This might become clearer when you know that you can obtain the category of sheaves from the category of presheaves by localizing: you invert maps that are isomorphisms locally for the topology. The localization functor can then be identified with sheafification. Note that this description of the category of sheaves makes no reference to the sheaf condition at all.

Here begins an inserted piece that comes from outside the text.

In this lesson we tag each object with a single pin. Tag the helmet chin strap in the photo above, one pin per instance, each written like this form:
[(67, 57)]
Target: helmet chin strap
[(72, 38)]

Now for simplicial sheaves, there is an obvious way to define the correct notion of a "local equivalence of simplicial presheaves": it should just be a map which, locally in the topology, is a weak equivalence of simplicial sets. So the category of simplicial sheaves, whatever it is, should be the localization (preferably in the $\infty$-categorical sense) of the category of simplicial presheaves at these maps. Hypercovers are special cases of local equivalences, and it turns out that there are enough of them: localizing at hypercovers gives you the same category of sheaves. If you localize only at Cech covers, however, you get something different.
This is why for example Cech cohomology does not always coincide with sheaf cohomology (and any site in which they disagree gives you an example where the Cech localization is different), but sheaf cohomology is always the same as hypercover cohomology.
This paper by Dugger, Hollander, and Isaksen, is a good reference for hypercovers. Theorem 6.2 is the fact that I mention above.
EDIT: I was wrong when I mentioned Cech cohomology above. Cech cohomology has nothing to do with either localization (see this relevant nForum post).